Fashion-MNIST is a dataset of Zalando's article images consisting of a training set of 60,000 examples and a test set of 10,000 examples. Each example is a 28x28 grayscale image, associated with a label from 10 labels.Each image is 28 pixels in height and 28 pixels in width, for a total of 784 pixels in total. Each pixel has a single pixel-value associated with it, indicating the lightness or darkness of that pixel, with higher numbers meaning darker. This pixel-value is an integer between 0 and 255. The training and test data sets have 785 columns. The first column consists of the class labels (see above), and represents the article of clothing. The rest of the columns contain the pixel-values of the associated image.
- To locate a pixel on the image, suppose that we have decomposed x as x = i * 28 + j, where i and j are integers between 0 and 27. The pixel is located on row i and column j of a 28 x 28 matrix.
- For example, pixel31 indicates the pixel that is in the fourth column from the left, and the second row from the top, as in the ascii-diagram below.
- Each row is a separate image.
- Column 1 is the class label.
- Remaining columns are pixel numbers (784 total).
- Each value is the darkness of the pixel (1 to 255).
Each training and test example is assigned to one of the following labels:
- 0 T-shirt/top
- 1 Trouser
- 2 Pullover
- 3 Dress
- 4 Coat
- 5 Sandal
- 6 Shirt
- 7 Sneaker
- 8 Bag
- 9 Ankle boot
Train Dataset Example
Test Dataset Example
Firstly, I checked data, which came two different dataset which are train and test. Later I checked distribution of labels in datasets and I create a list for expressing images for both datasets, moreover I see all the classes(labels) equally distributed. So I dont need to do Oversampling or Undersampling.

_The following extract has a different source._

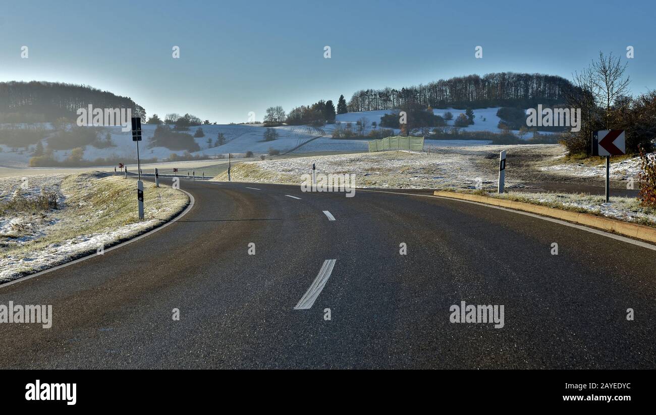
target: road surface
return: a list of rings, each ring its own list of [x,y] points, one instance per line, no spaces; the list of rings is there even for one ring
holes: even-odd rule
[[[656,251],[425,195],[181,187],[167,227],[0,286],[54,314],[0,325],[0,368],[656,368]],[[451,323],[462,301],[504,326]]]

For preparing datasets to the model I made data processing which is reshaping columns from (784) to (28,28,1), and for seperate vector I save label feature then process test and train data. After that I split train set into train and validation dataset. Validation set contains %30 of original train dataset and split will be 0.7/0.03. Later this process I controlled distribution of labels in train dataset and validation dataset.
Number of Items in Each Class in Dataset
Number of Items in Each Class in Validation Dataset
I used Sequential model. The sequential model is appropriate for a plain stack of layers where each layer has exactly one input tensor and one output tensor. Then I add Conv2D layer, MaxPooling2D, Flatten and Dense. For each layer I used these parameters.
1.Conv2D
- filters = 32
- kernel_size = (3,3)
- activation function = relu
- kernel_initializer = normal
- input_shape = (28,28,1)
2.MaxPooling2D
- pool_size = (2,2)
3.Conv2D
- filters = 64
- kernel_size = (3,3)
- activation function = relu
4.Flatten
A flatten operation on a tensor reshapes the tensor to have the shape that is equal to the number of elements contained in tensor non including the batch dimension and doesnt need any parameters.
5.Dense
In first Dense Layer,
- units = 128
- activation function = relu
In second Dense Layer,
- units = 10
- activation function = softmax
Finally I am compiling model according these parameters,
- loss = categorical cross entrophy
- optimizer = adam
- metrics = accuracy
As a result, my model gives overally good results.
Accuracy of the Model
Loss of the Model
Test Loss is 0.2166
Test Accuracy is 0.9236
Classification Report
Correctly Predicted Items
Falsely Predicted Items
The Best accuracy is for Trousers(Class 1), Sandals(Class 5) with 0.99 and worst accuracy is Shirt(Class 6) with 0.78.
The Best recall is for Trousers(Class 1), with 0.99 and worst recall is Shirt(Class 6) with 0.79
The Best F-1 Score is for Trousers(Class 1) with 0.99 and worst F-1 Score is Shirt(Class 6) with 0.78
For better results, data augmentation can be implemented or data size can be expandable.